The last point in particular has presented some unexpected difficulties (at least on ADA). In my tests using 2 nodes (72 cores each), when launching four MPI processes (36 tasks each), slurm would routinely assign three processes to one node, and only one process to the other. The following did not fix the issue:

  • waiting a few seconds between launching different client processes

  • using the slurm --exact --exclusive flag combination

  • using slurm --distribution=cyclic

A robust approach is to manually assign nodes to the different images. The example I give below assumes that the calculator for a single image runs on only one node (not necessarily utilising all the CPUs), but can be readily extended to multi-node jobs.
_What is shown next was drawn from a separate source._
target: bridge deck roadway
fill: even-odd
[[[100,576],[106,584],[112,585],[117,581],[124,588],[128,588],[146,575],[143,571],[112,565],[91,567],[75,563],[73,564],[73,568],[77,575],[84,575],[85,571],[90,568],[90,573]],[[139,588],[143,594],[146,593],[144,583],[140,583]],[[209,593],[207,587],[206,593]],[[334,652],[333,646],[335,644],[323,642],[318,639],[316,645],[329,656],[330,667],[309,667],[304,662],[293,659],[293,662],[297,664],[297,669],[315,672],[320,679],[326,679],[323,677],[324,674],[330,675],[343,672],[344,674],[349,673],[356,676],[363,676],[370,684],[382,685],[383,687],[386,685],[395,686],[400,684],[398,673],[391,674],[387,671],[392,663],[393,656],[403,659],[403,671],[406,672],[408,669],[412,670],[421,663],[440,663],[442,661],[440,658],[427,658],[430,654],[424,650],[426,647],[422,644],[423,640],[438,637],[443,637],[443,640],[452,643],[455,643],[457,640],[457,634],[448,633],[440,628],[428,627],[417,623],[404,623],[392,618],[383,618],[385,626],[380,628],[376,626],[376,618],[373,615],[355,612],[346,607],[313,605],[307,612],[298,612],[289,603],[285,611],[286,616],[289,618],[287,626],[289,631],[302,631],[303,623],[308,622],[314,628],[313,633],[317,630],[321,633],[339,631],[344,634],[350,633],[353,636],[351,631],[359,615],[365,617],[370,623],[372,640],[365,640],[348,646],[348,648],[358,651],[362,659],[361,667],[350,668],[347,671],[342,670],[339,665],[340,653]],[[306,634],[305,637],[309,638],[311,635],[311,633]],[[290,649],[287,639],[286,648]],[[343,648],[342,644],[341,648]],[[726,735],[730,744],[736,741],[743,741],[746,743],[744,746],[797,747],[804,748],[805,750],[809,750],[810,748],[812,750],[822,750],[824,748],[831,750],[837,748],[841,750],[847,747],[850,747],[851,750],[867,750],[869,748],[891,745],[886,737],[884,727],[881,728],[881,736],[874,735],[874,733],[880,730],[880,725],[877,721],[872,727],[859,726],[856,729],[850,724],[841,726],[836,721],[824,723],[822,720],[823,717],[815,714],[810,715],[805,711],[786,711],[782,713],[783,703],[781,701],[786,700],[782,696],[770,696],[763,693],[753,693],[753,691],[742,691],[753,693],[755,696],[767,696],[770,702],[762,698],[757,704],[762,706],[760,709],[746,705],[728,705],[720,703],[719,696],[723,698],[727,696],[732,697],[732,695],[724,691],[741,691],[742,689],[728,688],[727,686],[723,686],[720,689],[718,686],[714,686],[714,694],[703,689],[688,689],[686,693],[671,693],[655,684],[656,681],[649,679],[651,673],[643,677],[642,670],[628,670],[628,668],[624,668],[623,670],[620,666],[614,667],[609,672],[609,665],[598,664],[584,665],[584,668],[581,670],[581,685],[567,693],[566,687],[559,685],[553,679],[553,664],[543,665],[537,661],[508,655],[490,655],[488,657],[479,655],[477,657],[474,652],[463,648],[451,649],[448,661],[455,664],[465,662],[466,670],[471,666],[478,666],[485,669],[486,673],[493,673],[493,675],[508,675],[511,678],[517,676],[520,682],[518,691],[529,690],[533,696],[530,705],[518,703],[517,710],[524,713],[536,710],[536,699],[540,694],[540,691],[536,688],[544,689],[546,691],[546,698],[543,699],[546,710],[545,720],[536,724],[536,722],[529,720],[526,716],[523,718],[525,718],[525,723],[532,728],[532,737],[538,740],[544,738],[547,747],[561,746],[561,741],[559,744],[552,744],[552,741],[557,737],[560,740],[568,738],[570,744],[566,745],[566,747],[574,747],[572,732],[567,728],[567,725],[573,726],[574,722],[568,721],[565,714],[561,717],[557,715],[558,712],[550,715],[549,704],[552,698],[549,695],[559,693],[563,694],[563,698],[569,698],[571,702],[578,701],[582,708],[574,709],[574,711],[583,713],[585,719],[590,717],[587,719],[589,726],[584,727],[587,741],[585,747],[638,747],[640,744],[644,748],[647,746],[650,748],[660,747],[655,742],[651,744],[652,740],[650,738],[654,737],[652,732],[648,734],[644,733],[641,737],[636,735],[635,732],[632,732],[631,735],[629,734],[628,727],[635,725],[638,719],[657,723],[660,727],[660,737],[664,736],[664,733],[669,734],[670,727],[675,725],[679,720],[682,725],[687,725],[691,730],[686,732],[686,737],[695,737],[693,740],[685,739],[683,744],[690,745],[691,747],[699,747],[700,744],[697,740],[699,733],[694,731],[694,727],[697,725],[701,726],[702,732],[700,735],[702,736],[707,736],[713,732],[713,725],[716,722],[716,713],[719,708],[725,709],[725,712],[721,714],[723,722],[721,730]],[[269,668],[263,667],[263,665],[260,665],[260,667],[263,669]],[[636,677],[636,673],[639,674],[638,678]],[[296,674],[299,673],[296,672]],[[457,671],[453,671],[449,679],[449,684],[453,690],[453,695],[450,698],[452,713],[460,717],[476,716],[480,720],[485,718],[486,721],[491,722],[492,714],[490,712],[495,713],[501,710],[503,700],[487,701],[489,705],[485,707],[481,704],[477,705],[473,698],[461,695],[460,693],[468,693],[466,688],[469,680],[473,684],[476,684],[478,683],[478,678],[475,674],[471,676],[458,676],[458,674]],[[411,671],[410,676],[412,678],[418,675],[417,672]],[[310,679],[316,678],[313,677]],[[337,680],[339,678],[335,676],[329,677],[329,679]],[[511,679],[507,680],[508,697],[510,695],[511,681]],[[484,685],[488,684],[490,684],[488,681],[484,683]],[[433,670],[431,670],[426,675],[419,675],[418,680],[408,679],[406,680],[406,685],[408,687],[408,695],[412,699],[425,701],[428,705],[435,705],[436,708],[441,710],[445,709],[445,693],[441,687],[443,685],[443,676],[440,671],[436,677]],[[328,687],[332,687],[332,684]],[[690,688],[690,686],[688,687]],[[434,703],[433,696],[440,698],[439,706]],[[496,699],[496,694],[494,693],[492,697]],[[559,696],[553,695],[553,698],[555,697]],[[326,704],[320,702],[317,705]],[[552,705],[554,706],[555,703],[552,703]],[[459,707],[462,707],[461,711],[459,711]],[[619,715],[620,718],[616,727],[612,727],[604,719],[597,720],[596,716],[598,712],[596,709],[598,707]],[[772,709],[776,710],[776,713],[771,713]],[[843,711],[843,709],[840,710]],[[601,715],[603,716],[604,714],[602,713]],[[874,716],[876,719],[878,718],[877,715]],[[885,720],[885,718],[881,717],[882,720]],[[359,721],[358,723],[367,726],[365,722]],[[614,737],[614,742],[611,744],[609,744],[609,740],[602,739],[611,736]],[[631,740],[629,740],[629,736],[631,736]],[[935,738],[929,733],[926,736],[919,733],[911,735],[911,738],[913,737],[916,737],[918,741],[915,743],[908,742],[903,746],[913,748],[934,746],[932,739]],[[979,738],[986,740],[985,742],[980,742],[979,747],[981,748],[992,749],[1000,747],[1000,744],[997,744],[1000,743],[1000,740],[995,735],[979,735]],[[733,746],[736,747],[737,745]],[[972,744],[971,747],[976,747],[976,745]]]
In this case, the launcher command is something like

srun -N 1 -n 36 --exact --exclusive /path/to/aims.VERSION.scalapack.mpi.x < /dev/null > aims.out

and the python script goes as follows:

from itertools import cycle
import time
node_cycle = cycle(nodes)  # `nodes` defined in the 'Driver hostname' section
for i,(image,node) in enumerate(zip(band.images[:-1], node_cycle)):
    if i == 0: continue    # reactant already taken care of
    target: Path = Path(f"image{i:02d}")
    launcher = wd / f"_launcher{i:02d}.sh"
    port = get_port(host = driver_host)
    cmd = command_for_exterior_images  # e.g., srun -N 1 -n 36 --exact --exclusive /path/to/aims.VERSION.scalapack.mpi.x < /dev/null > aims.out
    write_launcher(launcher, cmd, extra=f"--nodelist={node}")  # force round-robin
    profile = AimsProfile(str(launcher))
    aims = Aims(...)  # same as before
    calc = SocketIOCalculator(calc=aims, port=port, log=sys.stdout)
    # Manually launch the client and the server so that get_port()
    # has up-to-date info on what ports are available in the next
    # iteration of the for loop
    calc.server = calc.launch_server()
    proc = calc.launch_client(image, properties=["energy", "forces"],
                              port=calc._port,
                              unixsocket=calc._unixsocket)
    time.sleep(1.0) # optional
    calc.server.proc = proc
    image.calc = calc

The function write_launcher() used in this and preceding section is

from typing import Optional
import stat
def write_launcher(
        filepath: Path,
        cmd: str,
        extra: Optional[str] = None) -> None:
    if extra is not None:
        cmd_lst: list[str] = cmd.split()
        cmd_lst.insert(1, extra)
        cmd: str = ' '.join(cmd_lst)
    with open(filepath, 'w') as f:
        f.write(f"#!/bin/bash\n\n{cmd}\n")
    # Get current permissions
    mode = filepath.stat().st_mode
    # Add execute permission for user, group, and others
    filepath.chmod(mode | stat.S_IXUSR | stat.S_IXGRP | stat.S_IXOTH)
    return

Note

Include #SBATCH --hint=nomultithread in the Slurm submission script to disable hyperthreading, ensuring each MPI task runs on a full physical core and achieves full CPU utilization.